The VAT gap problem and solutions
A key objective of the tax administration remains addressing the chronic “VAT gap” problem, which represents lost revenue from tax evasion and irregularities, reaching billions of euros annually. During the first seven months of 2025, VAT revenues showed significant increases compared to 2024, mainly due to the tourism sector recovery and mandatory connection of POS systems with cash registers.
Strengthening internal controls and fighting corruption
Alongside taxpayer audits, the Tax Authority is activating its Internal Audit Department to detect irregularities by both citizens and employees, following corruption incidents revealed last year. All tax refunds are under scrutiny, including VAT, income tax, and Special Consumption Tax refunds.
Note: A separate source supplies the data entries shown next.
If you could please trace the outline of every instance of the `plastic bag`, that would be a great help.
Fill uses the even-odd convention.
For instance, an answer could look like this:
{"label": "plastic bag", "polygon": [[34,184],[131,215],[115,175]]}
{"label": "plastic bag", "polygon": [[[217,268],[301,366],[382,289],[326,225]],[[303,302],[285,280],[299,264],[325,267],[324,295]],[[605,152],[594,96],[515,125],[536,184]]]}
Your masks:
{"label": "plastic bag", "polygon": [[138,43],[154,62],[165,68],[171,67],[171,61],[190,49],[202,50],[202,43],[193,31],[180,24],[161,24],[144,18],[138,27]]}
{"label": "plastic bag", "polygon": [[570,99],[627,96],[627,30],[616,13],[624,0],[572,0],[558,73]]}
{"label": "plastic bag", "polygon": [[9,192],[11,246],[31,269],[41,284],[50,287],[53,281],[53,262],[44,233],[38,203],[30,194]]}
Accelerating procedures for legitimate businesses
The tax administration seeks to achieve dual objectives: ensuring legality and preventing abusive acquisition of tax compliance certificates by non-beneficiaries. For businesses on the “Golden List” – taxpayers with impeccable records and no violation indicators – refunds will be processed faster with immediate credit of amounts.
2025 audit planning
For the current year, 4,200 refund audits have been scheduled, with total refunds reaching 7.5 billion euros, showing an increase of 1 billion euros compared to 2024.
Special attention is given to cases of “missing traders” – companies that abruptly cease operations, leaving significant debts to the state.
Instructions to audit services include:
- Detecting concealed taxable material exceeding 500 million euros.
- Faster detection of missing traders, limiting lost revenue per case to 280,000 euros.
- Conducting at least 155 investigations into intra-Community VAT transaction fraud.
- Deactivating 115 tax identification numbers of individuals and legal entities.
- Identifying taxpayers who filed zero returns in 2024 despite having activity.